Intolérable. Mémoires des extrêmes, Kamal Al-Solaylee, Perspective cavalière, 2022 (traduit par Étienne Gomez)

Kamal Al-Solaylee est né à Aden au Yémen, en 1964, dernier enfant d'une fratrie de onze. Sa mère, Safia est illettrée, son père Mohamed est un magnat de l'immobilier qui parle anglais et vit bien le protectorat anglais, s'en sert même pour réussir.

1967, l'arrivée au pouvoir des révolutionnaires socialistes met fin à ces années fastes et la famille est contrainte de s'exiler, d'abord à Beyrouth où elle garde un certain niveau de vie, puis au Caire où la vie d'exilé yéménite est plus difficile. C'est là que Kamal vivra sa jeunesse et son adolescence et qu'il découvrira son homosexualité, pas facile à vivre dans des pays qui se radicalisent.

Étienne Gomez, traducteur et éditeur, a réussi à dénicher un grand livre, et c'est moi, qui ne suis pourtant point féru de mémoires, qui l'écris. Kamal Al-Solaylee est passionnant parce qu'il ne s'apitoie pas, parce son livre est un mélange savamment dosé entre géopolitique, politique, histoire personnelle et familiale, histoire de l'exil, des exils devrais-je même dire...

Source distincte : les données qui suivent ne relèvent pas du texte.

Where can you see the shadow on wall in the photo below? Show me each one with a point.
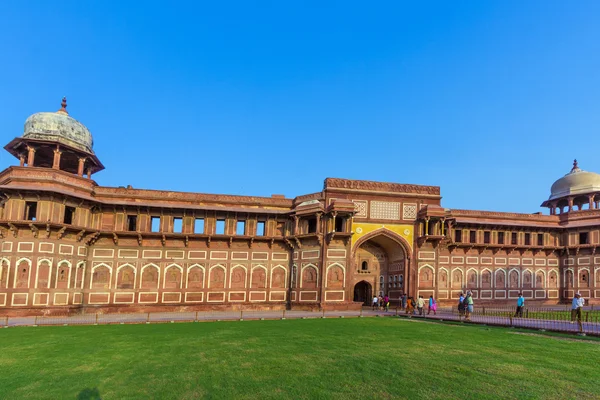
(89, 394)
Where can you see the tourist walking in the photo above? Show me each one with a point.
(410, 306)
(420, 304)
(469, 306)
(520, 306)
(576, 306)
(432, 306)
(461, 305)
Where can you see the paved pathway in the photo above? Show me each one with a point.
(165, 317)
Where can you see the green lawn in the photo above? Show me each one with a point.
(368, 358)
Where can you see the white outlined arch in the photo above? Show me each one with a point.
(508, 285)
(343, 274)
(224, 274)
(17, 264)
(503, 272)
(157, 273)
(37, 271)
(252, 274)
(444, 269)
(545, 279)
(285, 277)
(432, 274)
(245, 275)
(531, 274)
(481, 277)
(7, 270)
(565, 274)
(126, 265)
(310, 265)
(462, 276)
(69, 265)
(199, 266)
(177, 266)
(556, 273)
(95, 267)
(476, 277)
(579, 271)
(82, 265)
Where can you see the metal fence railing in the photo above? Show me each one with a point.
(551, 319)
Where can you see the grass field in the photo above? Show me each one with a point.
(368, 358)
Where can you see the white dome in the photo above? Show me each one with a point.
(59, 127)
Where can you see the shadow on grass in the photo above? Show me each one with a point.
(89, 394)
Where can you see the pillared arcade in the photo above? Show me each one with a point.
(70, 245)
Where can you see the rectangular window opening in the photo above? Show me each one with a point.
(339, 224)
(69, 213)
(311, 225)
(155, 224)
(199, 225)
(31, 210)
(260, 228)
(486, 237)
(240, 228)
(220, 227)
(458, 236)
(132, 223)
(177, 225)
(472, 236)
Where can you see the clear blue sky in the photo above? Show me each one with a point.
(491, 100)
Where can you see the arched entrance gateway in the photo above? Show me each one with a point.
(381, 261)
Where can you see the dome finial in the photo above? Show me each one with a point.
(63, 106)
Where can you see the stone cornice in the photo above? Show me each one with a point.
(371, 186)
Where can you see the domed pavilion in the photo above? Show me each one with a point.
(576, 191)
(56, 140)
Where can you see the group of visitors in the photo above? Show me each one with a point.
(381, 303)
(465, 305)
(412, 306)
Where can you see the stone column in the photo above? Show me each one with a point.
(56, 161)
(81, 165)
(30, 156)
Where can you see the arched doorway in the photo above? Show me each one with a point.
(363, 293)
(381, 258)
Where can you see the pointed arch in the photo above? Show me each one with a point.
(329, 282)
(258, 277)
(193, 278)
(94, 279)
(277, 283)
(145, 276)
(313, 280)
(238, 279)
(4, 271)
(386, 233)
(126, 280)
(60, 278)
(171, 279)
(217, 276)
(39, 264)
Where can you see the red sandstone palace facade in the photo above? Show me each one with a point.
(70, 245)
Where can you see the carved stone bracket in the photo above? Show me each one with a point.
(34, 230)
(13, 229)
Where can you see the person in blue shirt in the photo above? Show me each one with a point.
(520, 306)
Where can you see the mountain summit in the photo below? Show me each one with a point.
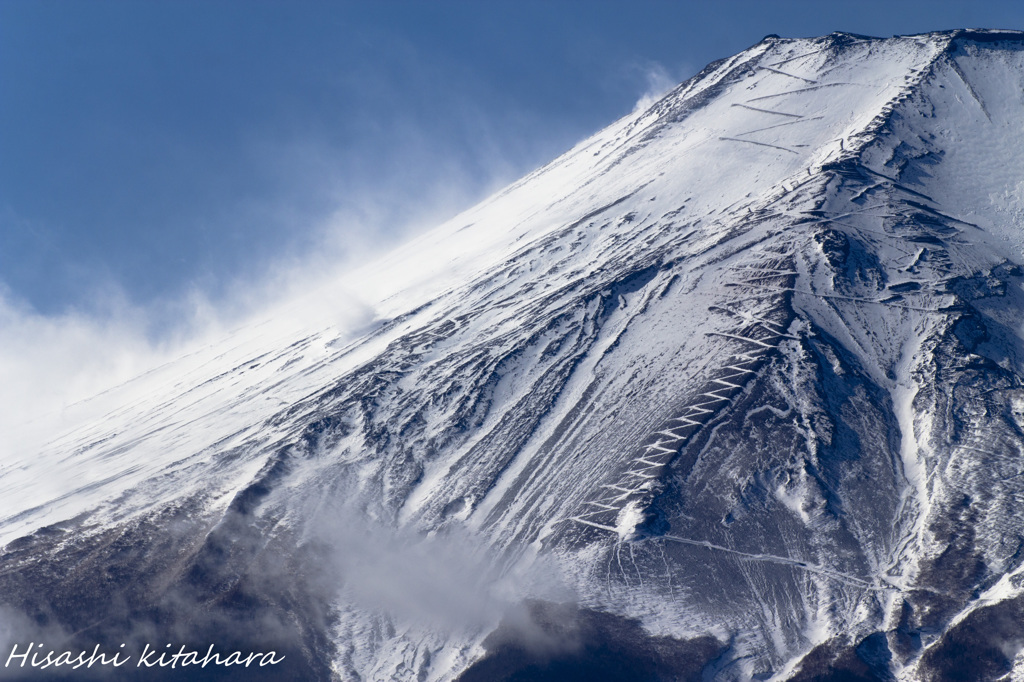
(731, 390)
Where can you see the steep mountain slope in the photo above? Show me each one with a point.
(731, 390)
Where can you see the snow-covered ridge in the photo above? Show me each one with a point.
(744, 365)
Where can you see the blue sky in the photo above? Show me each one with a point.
(168, 167)
(150, 151)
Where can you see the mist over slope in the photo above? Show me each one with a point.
(731, 390)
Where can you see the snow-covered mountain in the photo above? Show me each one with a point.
(731, 390)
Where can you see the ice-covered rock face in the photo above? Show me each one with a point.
(736, 382)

On assiste au changement radical des pays de son enfance et de son adolescence, le Yémen et l’Égypte, qui furent d'une grande tolérance, chacun y vivant librement sans que la religion impose ses dogmes. Kamal se souvient qu'il allait accompagner ses sœurs acheter des bikinis, qu'ils écoutaient de la musique occidentale, que sa famille profondément laïque ne pratiquait pas de religion. La première fois qu'il vit une femme voilée, ce fut une enseignante dans une école pour gens aisés, et ce voile était un signe social : celles qui en portaient étaient les femmes pauvres et non les plus favorisées. Lorsque cette enseignante essaya de convaincre des jeunes filles de se voiler, elle fut renvoyée sur pression des parents.

Puis, Kamal Al-Solaylee parle de la découverte progressive de son homosexualité dans un pays et une famille où l'on ne parlait pas de sexualité. Quelques signes arrivent : son peu d'appétence pour les jeux de garçons, une sensibilité dont ses sœurs usent pour les aider à choisir leurs vêtements, et puis des émois pour les acteurs davantage que pour les actrices... Puis, lorsqu'il comprend, à quatorze ans, il sait qu'il devra, un jour, quitter le Moyen-Orient et sa famille s'il veut vivre librement sa sexualité.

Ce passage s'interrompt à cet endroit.